Durante décadas, los historiadores liberales y nacionalistas han construido una imagen gigantesca de Benito Juárez, que a través de la educación básica ha formando a millones de mexicanos en el culto al Benemérito. Tan gigante es, que ha adquirido características monstruosas, como esa horripilante cabezota monumental que adorna la avenida Guelatao, en Iztapalapa. Es una verdadera pena pues bien visto, Benito Juárez es un político admirable por muchas razones, aunque de momento sólo mencionaré la capacidad de aquel abogado de origen indígena de mantenerse en el poder en medio de tantos ambiciosos militares, casi todos criollos. Y no me refiero a los soldados del partido conservador sino a los propios liberales, a los que Juárez consiguió domesticar y neutralizar cuando fue necesario.
Juárez es un buen ejemplo de vocación política, de virtud, en el sentido que Maquiavelo daba al término. De ahí que me parezcan ridículos los empeños por pulir el bronce del Benemérito, no sea que el McLane-Ocampo lo mancille o se empañe por las rebeliones populares del Che Gorio Melendre, cosas que no restan importancia a las leyes de 1859 ni al heroísmo de mantener el gobierno republicano cuando las tropas europeas se apoderaban del país.
Vuelvo al tema de la figura gigantesca de Juárez. Es tal su fuerza que individuos de todas las tendencias políticas, salvo unos pocos nostálgicos de la monarquía, invocan su nombre. El caso que más me sorprende es el de las izquierdas mexicanas. Me llama la atención porque en muy buena medida, don Benito representa lo opuesto a lo que proponen. Enemigo del expansionismo monárquico europeo, Juárez era gran admirador, amigo y socio de Estados Unidos, país que le brindó protección y ayuda. De origen indígena, consideraba que la igualdad legal (y no la pluralidad de derechos) era el único medio para hacer un México próspero. Liberal a fin de cuentas, Juárez no aprobaba las barreras proteccionistas ni la intervención del Estado en la solución de conflictos entre patrones y obreros (Matías Romero, quien fuera muy cercano colaborador, aseguraba que esos eran asuntos contractuales entre particulares).
Hace tiempo, Lorenzo Meyer aseguraba que la razón fundamental de la admiración de la izquierda mexicana por Juárez se debía al laicismo promovido por el liberal decimonónico. En efecto, los partidos de izquierda se han manifestado de un modo claro en ese tema, aunque no puedo imaginarme al Benemérito en medio de una reunión de eclesiásticos asegurando que la ley del registro civil o la prohibición a los clérigos para ser votados se decidirían en una consulta popular, como en su momento hizo Andrés Manuel López Obrador ante la Conferencia del Episcopado Mexicano con el tema de la despenalización del aborto o el matrimonio entre personas del mismo sexo.

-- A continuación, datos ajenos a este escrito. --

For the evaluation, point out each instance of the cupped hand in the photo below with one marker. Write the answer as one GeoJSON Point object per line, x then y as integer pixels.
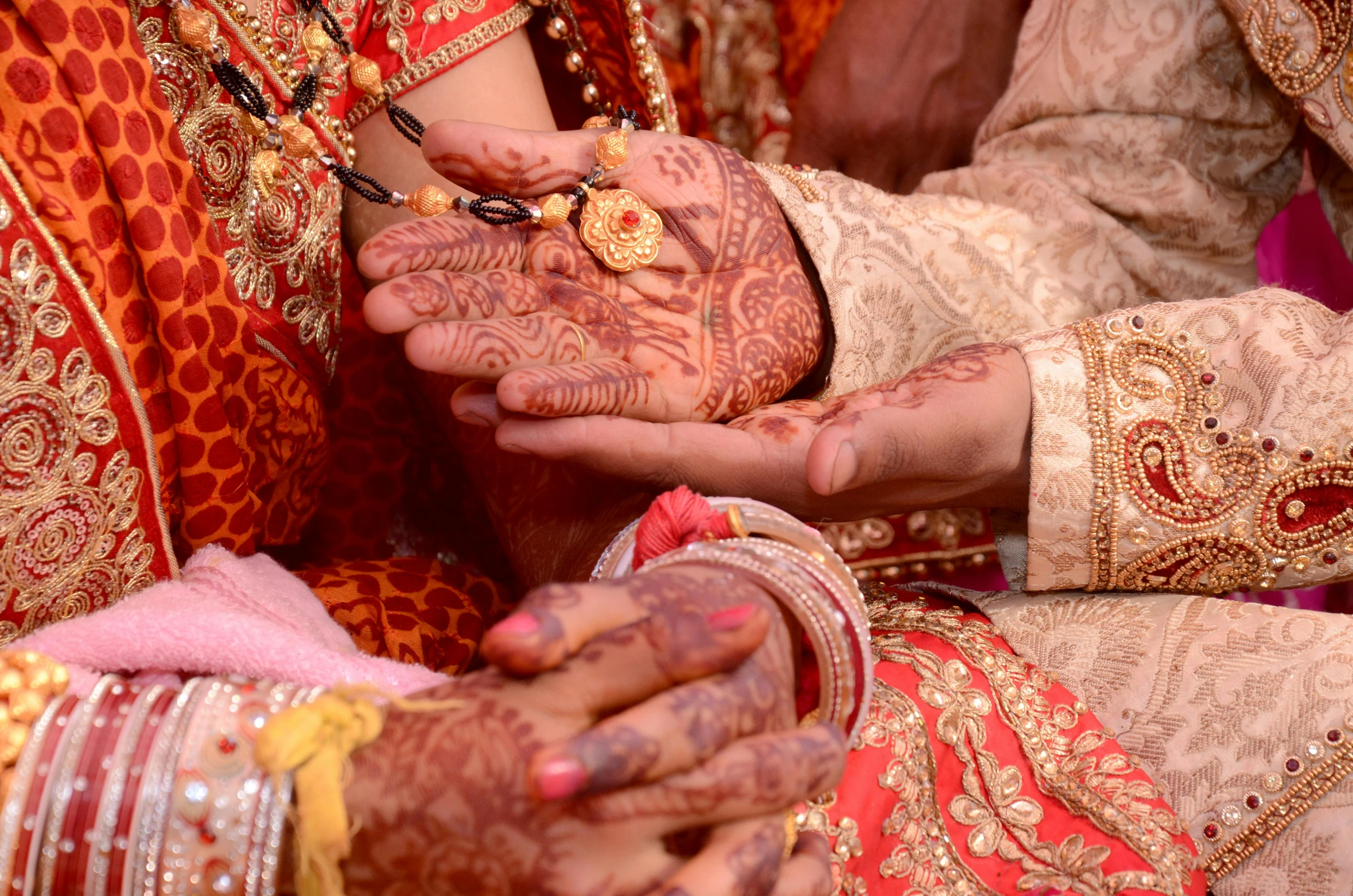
{"type": "Point", "coordinates": [953, 432]}
{"type": "Point", "coordinates": [899, 87]}
{"type": "Point", "coordinates": [724, 321]}
{"type": "Point", "coordinates": [652, 706]}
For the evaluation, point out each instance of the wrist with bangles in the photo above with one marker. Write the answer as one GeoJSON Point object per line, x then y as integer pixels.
{"type": "Point", "coordinates": [160, 789]}
{"type": "Point", "coordinates": [798, 567]}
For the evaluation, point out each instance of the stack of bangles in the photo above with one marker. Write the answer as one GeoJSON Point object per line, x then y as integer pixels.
{"type": "Point", "coordinates": [806, 577]}
{"type": "Point", "coordinates": [154, 788]}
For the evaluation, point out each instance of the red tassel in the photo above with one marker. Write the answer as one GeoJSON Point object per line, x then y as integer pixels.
{"type": "Point", "coordinates": [674, 519]}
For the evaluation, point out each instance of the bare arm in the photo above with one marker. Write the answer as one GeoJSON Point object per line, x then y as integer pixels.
{"type": "Point", "coordinates": [500, 85]}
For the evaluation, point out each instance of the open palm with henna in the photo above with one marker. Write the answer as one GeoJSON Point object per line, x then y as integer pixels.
{"type": "Point", "coordinates": [951, 432]}
{"type": "Point", "coordinates": [721, 322]}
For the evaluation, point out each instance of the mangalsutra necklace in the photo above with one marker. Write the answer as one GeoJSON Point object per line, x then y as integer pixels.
{"type": "Point", "coordinates": [615, 224]}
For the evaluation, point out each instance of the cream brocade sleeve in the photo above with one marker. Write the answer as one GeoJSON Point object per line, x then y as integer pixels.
{"type": "Point", "coordinates": [1136, 157]}
{"type": "Point", "coordinates": [1192, 447]}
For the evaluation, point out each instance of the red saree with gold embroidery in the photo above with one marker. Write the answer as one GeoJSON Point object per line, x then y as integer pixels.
{"type": "Point", "coordinates": [169, 336]}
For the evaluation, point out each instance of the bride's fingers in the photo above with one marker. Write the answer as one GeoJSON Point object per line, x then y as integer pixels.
{"type": "Point", "coordinates": [489, 159]}
{"type": "Point", "coordinates": [444, 295]}
{"type": "Point", "coordinates": [741, 859]}
{"type": "Point", "coordinates": [866, 449]}
{"type": "Point", "coordinates": [754, 776]}
{"type": "Point", "coordinates": [711, 458]}
{"type": "Point", "coordinates": [554, 622]}
{"type": "Point", "coordinates": [606, 386]}
{"type": "Point", "coordinates": [810, 871]}
{"type": "Point", "coordinates": [643, 661]}
{"type": "Point", "coordinates": [452, 243]}
{"type": "Point", "coordinates": [681, 727]}
{"type": "Point", "coordinates": [477, 404]}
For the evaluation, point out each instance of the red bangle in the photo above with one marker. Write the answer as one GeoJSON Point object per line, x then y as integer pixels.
{"type": "Point", "coordinates": [135, 773]}
{"type": "Point", "coordinates": [36, 806]}
{"type": "Point", "coordinates": [90, 782]}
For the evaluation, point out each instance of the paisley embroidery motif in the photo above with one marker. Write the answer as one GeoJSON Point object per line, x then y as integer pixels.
{"type": "Point", "coordinates": [1306, 511]}
{"type": "Point", "coordinates": [1101, 785]}
{"type": "Point", "coordinates": [1160, 442]}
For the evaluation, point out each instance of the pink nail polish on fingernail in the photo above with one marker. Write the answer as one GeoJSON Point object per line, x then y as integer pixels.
{"type": "Point", "coordinates": [730, 619]}
{"type": "Point", "coordinates": [561, 778]}
{"type": "Point", "coordinates": [519, 624]}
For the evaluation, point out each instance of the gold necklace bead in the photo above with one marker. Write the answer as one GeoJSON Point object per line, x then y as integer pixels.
{"type": "Point", "coordinates": [316, 41]}
{"type": "Point", "coordinates": [428, 202]}
{"type": "Point", "coordinates": [612, 149]}
{"type": "Point", "coordinates": [298, 141]}
{"type": "Point", "coordinates": [266, 172]}
{"type": "Point", "coordinates": [554, 210]}
{"type": "Point", "coordinates": [366, 75]}
{"type": "Point", "coordinates": [197, 29]}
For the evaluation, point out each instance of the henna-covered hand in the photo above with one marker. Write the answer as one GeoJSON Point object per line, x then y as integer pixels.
{"type": "Point", "coordinates": [953, 432]}
{"type": "Point", "coordinates": [724, 321]}
{"type": "Point", "coordinates": [513, 792]}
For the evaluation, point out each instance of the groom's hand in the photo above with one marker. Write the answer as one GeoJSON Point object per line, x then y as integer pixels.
{"type": "Point", "coordinates": [723, 322]}
{"type": "Point", "coordinates": [953, 432]}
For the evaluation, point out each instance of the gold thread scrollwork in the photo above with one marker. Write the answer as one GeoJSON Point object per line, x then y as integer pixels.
{"type": "Point", "coordinates": [68, 539]}
{"type": "Point", "coordinates": [1002, 819]}
{"type": "Point", "coordinates": [1299, 44]}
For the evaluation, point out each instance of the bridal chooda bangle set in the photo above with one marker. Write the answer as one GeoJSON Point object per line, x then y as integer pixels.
{"type": "Point", "coordinates": [619, 228]}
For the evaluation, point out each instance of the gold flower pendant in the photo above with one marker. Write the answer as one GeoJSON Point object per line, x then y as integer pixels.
{"type": "Point", "coordinates": [620, 229]}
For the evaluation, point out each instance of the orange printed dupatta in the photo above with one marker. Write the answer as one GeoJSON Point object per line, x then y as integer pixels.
{"type": "Point", "coordinates": [164, 347]}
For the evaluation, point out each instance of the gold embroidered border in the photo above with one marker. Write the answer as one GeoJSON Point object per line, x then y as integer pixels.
{"type": "Point", "coordinates": [1210, 508]}
{"type": "Point", "coordinates": [447, 54]}
{"type": "Point", "coordinates": [119, 360]}
{"type": "Point", "coordinates": [924, 857]}
{"type": "Point", "coordinates": [1103, 529]}
{"type": "Point", "coordinates": [1280, 814]}
{"type": "Point", "coordinates": [1063, 769]}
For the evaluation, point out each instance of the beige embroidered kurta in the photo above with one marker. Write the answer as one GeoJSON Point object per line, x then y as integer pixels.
{"type": "Point", "coordinates": [1180, 443]}
{"type": "Point", "coordinates": [1134, 160]}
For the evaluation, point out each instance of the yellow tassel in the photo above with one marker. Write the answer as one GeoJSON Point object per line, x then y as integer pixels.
{"type": "Point", "coordinates": [316, 742]}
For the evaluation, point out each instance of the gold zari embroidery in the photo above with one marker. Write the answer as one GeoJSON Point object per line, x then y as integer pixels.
{"type": "Point", "coordinates": [1163, 455]}
{"type": "Point", "coordinates": [420, 71]}
{"type": "Point", "coordinates": [294, 231]}
{"type": "Point", "coordinates": [60, 525]}
{"type": "Point", "coordinates": [1003, 822]}
{"type": "Point", "coordinates": [1280, 814]}
{"type": "Point", "coordinates": [397, 15]}
{"type": "Point", "coordinates": [1299, 44]}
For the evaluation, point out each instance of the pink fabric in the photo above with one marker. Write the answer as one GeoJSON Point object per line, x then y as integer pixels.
{"type": "Point", "coordinates": [1299, 252]}
{"type": "Point", "coordinates": [226, 615]}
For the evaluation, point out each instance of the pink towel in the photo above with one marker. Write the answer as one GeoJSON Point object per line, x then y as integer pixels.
{"type": "Point", "coordinates": [225, 616]}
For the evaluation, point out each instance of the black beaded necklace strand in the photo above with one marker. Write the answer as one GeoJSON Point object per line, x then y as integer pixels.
{"type": "Point", "coordinates": [198, 29]}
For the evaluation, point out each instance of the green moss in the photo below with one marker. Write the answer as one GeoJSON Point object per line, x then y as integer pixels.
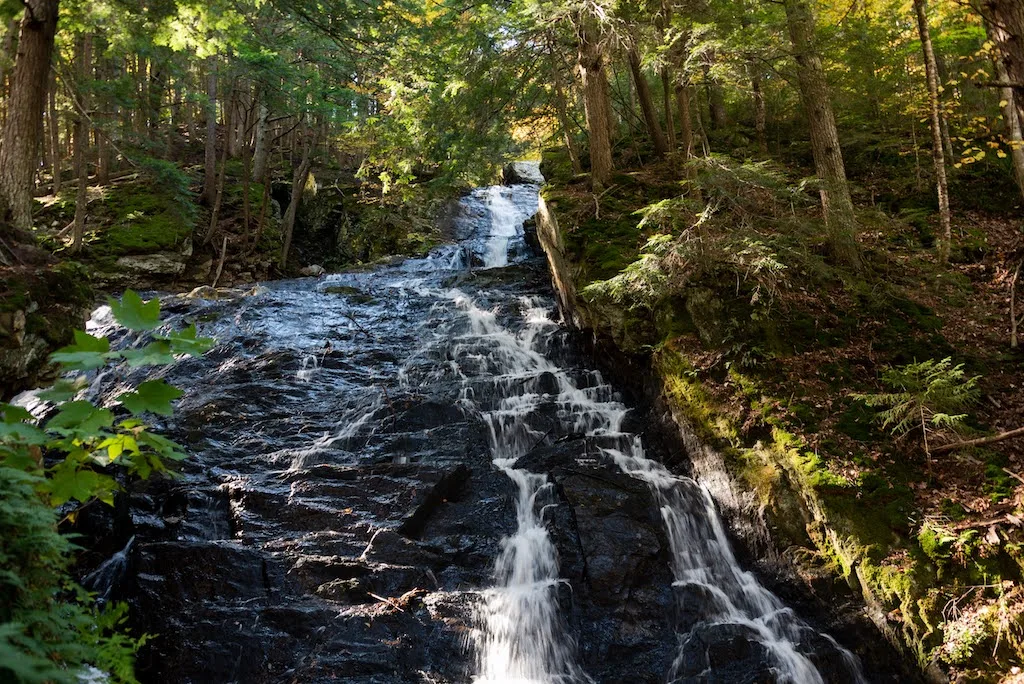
{"type": "Point", "coordinates": [139, 219]}
{"type": "Point", "coordinates": [857, 421]}
{"type": "Point", "coordinates": [352, 294]}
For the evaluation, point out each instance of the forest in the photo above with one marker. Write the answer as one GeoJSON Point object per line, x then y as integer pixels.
{"type": "Point", "coordinates": [801, 222]}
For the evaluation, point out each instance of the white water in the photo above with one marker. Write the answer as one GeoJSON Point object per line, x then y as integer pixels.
{"type": "Point", "coordinates": [520, 636]}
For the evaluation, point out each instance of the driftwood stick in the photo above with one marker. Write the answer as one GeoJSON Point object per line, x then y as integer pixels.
{"type": "Point", "coordinates": [220, 265]}
{"type": "Point", "coordinates": [979, 441]}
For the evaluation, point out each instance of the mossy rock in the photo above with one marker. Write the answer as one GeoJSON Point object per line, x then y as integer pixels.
{"type": "Point", "coordinates": [43, 307]}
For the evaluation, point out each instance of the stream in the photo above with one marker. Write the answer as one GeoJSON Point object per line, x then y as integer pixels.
{"type": "Point", "coordinates": [415, 474]}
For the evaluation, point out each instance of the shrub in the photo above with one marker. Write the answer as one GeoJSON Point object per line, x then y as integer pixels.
{"type": "Point", "coordinates": [49, 628]}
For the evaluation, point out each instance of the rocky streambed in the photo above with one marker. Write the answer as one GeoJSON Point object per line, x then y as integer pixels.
{"type": "Point", "coordinates": [416, 474]}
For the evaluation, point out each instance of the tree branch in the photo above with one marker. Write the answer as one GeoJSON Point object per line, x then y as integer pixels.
{"type": "Point", "coordinates": [979, 441]}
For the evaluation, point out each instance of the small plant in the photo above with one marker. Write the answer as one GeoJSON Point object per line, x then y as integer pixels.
{"type": "Point", "coordinates": [49, 628]}
{"type": "Point", "coordinates": [930, 395]}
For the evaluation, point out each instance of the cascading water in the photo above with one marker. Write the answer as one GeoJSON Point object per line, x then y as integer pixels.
{"type": "Point", "coordinates": [366, 497]}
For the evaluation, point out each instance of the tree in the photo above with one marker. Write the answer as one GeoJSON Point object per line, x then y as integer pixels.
{"type": "Point", "coordinates": [646, 103]}
{"type": "Point", "coordinates": [935, 124]}
{"type": "Point", "coordinates": [836, 202]}
{"type": "Point", "coordinates": [24, 124]}
{"type": "Point", "coordinates": [1005, 19]}
{"type": "Point", "coordinates": [597, 102]}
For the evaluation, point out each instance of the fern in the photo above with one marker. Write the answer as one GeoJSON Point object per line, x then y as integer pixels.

No se me malentienda, ni critico a Juárez (como historiador, puedo explicarme sus posiciones políticas) ni a la izquierda mexicana. Únicamente quiero apuntar que, por desgracia, parece que lo que millones de mexicanos admiran es la imagen agigantada, la construcción historiográfica y la cabezota de Iztapalapa, y no al inteligente y hábil político que nació el 21 de marzo de 1806.
NOTA:
La mejor biografía, a mi juicio, es Juárez, de Brian Hamnett, publicada en Londres por Longman. Hay versión española de Biblioteca Nueva y ya puede encontrarse también como libro electrónico.